Balkinization  

Thursday, June 11, 2020

George Floyd, the World, and American Reform

Mary L. Dudziak


We have seen striking coverage over the last two weeks of the global reaction to George Floyd’s murder, the protest movement, and police violence. Yet again, people in other countries question whether the U.S. should offer its constitutional system as a model for the world. This time, the focus is not only on the grotesque brutality of Floyd’s killing. As reporters have been shot at with “nonlethal” weapons by police, foreign governments have protested that freedom of the press needs to be protected in the United States.

The impact through history of U.S. racism on world opinion, and the way the U.S. government saw civil rights law reform as a corrective, has been widely recognized. Recent provide an occasion to emphasize a couple of points.

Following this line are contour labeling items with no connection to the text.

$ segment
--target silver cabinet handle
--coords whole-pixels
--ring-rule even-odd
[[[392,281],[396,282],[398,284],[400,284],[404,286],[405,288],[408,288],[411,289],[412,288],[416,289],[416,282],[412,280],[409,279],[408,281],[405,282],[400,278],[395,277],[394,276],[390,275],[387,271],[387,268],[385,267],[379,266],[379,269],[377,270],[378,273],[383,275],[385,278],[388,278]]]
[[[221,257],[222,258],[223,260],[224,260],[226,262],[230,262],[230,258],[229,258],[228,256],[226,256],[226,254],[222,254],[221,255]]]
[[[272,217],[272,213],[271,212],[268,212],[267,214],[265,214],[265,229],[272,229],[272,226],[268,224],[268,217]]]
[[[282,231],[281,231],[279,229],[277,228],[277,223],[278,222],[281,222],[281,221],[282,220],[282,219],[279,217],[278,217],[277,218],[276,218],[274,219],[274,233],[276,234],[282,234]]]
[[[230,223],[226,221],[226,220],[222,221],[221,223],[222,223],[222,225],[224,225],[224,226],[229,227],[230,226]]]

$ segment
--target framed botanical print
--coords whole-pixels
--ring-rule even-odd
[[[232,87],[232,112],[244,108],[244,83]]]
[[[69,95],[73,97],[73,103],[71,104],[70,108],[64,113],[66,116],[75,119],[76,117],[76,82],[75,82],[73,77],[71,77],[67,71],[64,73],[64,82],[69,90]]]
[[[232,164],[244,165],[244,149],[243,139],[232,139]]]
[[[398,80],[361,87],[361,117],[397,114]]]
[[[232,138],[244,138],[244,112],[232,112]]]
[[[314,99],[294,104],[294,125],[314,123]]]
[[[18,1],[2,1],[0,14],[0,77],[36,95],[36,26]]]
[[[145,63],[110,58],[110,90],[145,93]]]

In a Foreign Affairs essay, George Floyd Moves the World: The Legacy of Racial Protest in America and the Imperative of Reform, I tell the story of past international protest in support of U.S. civil rights, but stress that U.S. efforts to address the impact on the U.S. image were insufficient. They were better at temporary fixes that aided U.S. diplomacy than rooting out the structural racism that fuel both protest and foreign criticism.

An essay last week, The Damage Trump Has Done This Week Extends Far Beyond America’s Borders, in the New York Times, responds more specifically to Trump’s argument that Minnesota protests made the state “a laughingstock all over the world,” and his pledge to bypass governors who tolerated protest, and to use the military to “dominate” American streets.

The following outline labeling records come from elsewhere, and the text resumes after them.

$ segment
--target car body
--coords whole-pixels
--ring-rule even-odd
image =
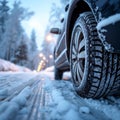
[[[72,71],[71,73],[74,74],[74,70],[73,70],[74,57],[72,57],[72,55],[74,54],[73,49],[74,47],[76,47],[76,45],[74,46],[73,44],[80,44],[80,42],[82,41],[82,40],[77,41],[76,40],[77,38],[75,37],[75,34],[77,34],[76,31],[79,29],[78,31],[80,32],[82,31],[83,34],[81,35],[83,35],[85,39],[83,41],[85,42],[85,45],[84,45],[85,60],[84,61],[80,60],[81,58],[78,57],[79,53],[78,52],[76,53],[78,54],[76,57],[76,61],[79,61],[79,64],[81,64],[80,67],[81,66],[84,67],[83,68],[84,75],[80,80],[83,83],[79,82],[80,78],[74,78],[74,75],[72,77],[72,79],[76,79],[76,80],[73,80],[73,84],[75,86],[77,93],[83,97],[93,97],[93,98],[97,98],[97,97],[99,98],[101,96],[109,95],[109,93],[114,94],[114,92],[108,92],[108,93],[104,92],[101,95],[100,94],[90,95],[92,93],[91,89],[94,89],[93,87],[94,85],[92,82],[95,82],[95,80],[93,80],[92,82],[89,82],[90,80],[88,80],[88,78],[89,76],[91,76],[91,74],[93,74],[92,76],[94,77],[90,77],[90,79],[97,78],[97,76],[95,77],[95,75],[99,73],[99,70],[96,71],[96,68],[97,68],[96,66],[100,66],[100,68],[97,68],[97,69],[100,69],[100,71],[101,70],[104,71],[105,69],[106,74],[107,72],[109,73],[110,71],[110,74],[106,75],[105,77],[106,80],[102,83],[104,84],[103,86],[105,86],[106,81],[107,82],[109,81],[108,80],[109,76],[115,78],[115,76],[111,75],[113,74],[111,70],[114,67],[116,67],[113,65],[115,64],[115,59],[117,60],[117,66],[119,66],[118,62],[119,62],[119,54],[120,54],[120,0],[104,0],[104,1],[73,0],[71,1],[70,4],[66,6],[65,11],[67,11],[67,17],[65,18],[63,23],[64,27],[62,29],[59,29],[59,28],[51,29],[51,33],[59,34],[59,38],[54,50],[55,79],[61,79],[64,71],[71,70]],[[89,26],[91,26],[92,28],[90,28]],[[87,31],[87,34],[85,33],[85,31]],[[90,32],[91,34],[95,34],[95,35],[89,35]],[[91,36],[92,36],[92,40],[90,39]],[[96,41],[94,39],[96,39]],[[75,40],[77,41],[76,43],[74,42]],[[94,57],[94,53],[96,54],[95,57]],[[102,57],[104,59],[102,59]],[[109,64],[108,64],[108,61],[109,61]],[[103,67],[105,65],[106,67]],[[112,66],[112,67],[107,69],[109,66]],[[88,69],[88,67],[91,67],[90,70]],[[90,71],[92,70],[92,67],[96,72],[94,72],[93,70],[93,72],[90,73]],[[119,76],[118,71],[119,71],[118,68],[114,70],[114,73],[116,72],[117,77]],[[80,72],[80,70],[78,70],[78,72]],[[100,75],[98,74],[98,76],[103,76],[103,74],[104,74],[103,72],[100,72]],[[77,76],[79,75],[77,74]],[[99,77],[99,79],[102,81],[103,77],[101,78]],[[78,85],[76,81],[79,82]],[[89,82],[89,84],[87,84],[87,81]],[[115,79],[113,81],[115,81]],[[120,89],[120,81],[118,80],[117,83],[119,85],[117,87],[117,90],[115,90],[115,94],[118,92],[118,89]],[[95,85],[97,88],[102,85],[100,82],[97,82],[96,84],[99,84],[98,86]],[[90,85],[92,86],[92,88],[90,87]],[[107,84],[107,86],[109,85]],[[97,88],[96,88],[96,91],[97,91]]]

During the 1950s and ’60s, racism’s damage to America’s role in the world was highlighted in the president’s daily national security briefings. Mr. Trump, who ignores his own briefings, is not likely to understand the ways that police violence and racial injustice hamper American influence — and the way his own militarism could empower foreign brutality.

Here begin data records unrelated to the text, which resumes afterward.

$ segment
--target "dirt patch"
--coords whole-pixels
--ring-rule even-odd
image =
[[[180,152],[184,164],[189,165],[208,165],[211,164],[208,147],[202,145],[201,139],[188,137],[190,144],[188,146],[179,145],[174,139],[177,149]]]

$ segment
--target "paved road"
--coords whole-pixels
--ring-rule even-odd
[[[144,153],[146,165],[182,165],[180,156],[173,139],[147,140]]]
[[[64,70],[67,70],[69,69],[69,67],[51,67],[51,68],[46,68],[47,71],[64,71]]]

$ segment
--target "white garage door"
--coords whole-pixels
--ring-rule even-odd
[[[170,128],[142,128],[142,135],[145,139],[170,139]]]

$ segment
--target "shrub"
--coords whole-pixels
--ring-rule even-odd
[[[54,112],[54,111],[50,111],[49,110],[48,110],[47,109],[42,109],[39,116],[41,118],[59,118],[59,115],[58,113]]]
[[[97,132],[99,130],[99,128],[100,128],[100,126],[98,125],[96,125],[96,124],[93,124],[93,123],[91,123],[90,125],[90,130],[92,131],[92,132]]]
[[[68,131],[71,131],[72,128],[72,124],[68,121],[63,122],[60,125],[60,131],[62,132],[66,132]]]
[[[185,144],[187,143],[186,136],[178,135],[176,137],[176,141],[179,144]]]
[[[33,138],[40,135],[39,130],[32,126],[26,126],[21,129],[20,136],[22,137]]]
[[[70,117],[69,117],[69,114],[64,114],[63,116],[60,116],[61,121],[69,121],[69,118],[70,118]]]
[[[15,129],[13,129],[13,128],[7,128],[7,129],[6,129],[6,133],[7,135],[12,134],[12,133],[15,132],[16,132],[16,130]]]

By fanning the flames of intolerance, it is the president, not the governors, who undermines his country’s standing in the world.

There are (at least) two takeaways for today's reform efforts. First, international engagement and pressure is a resource that the Black Lives Matter movement can draw upon, as did the earlier civil rights movement. Second, surface fixes intending only to shore up the U.S. image will fail.  

Derrick Bell, of course, anticipated the connections between civil rights and foreign affairs before historians got to it. I turn to his Faces at the Bottom of the Well in Foreign Affairs:

The racism crisis in the United States today is not one slip among others that makes the nation look weak in the eyes of the world. Racism is a central and enduring American characteristic, as the critical race theorist Derrick Bell insisted long ago. Calling it out, as have millions of Americans in the past week, does not undermine the nation by revealing its well-known failings to the rest of the world. The world has known of these failings for centuries. Instead, the protests are a first step toward redress. As other nations are challenged about their own legacies of injustice, a serious U.S. reform effort could be an example of strength worth emulating.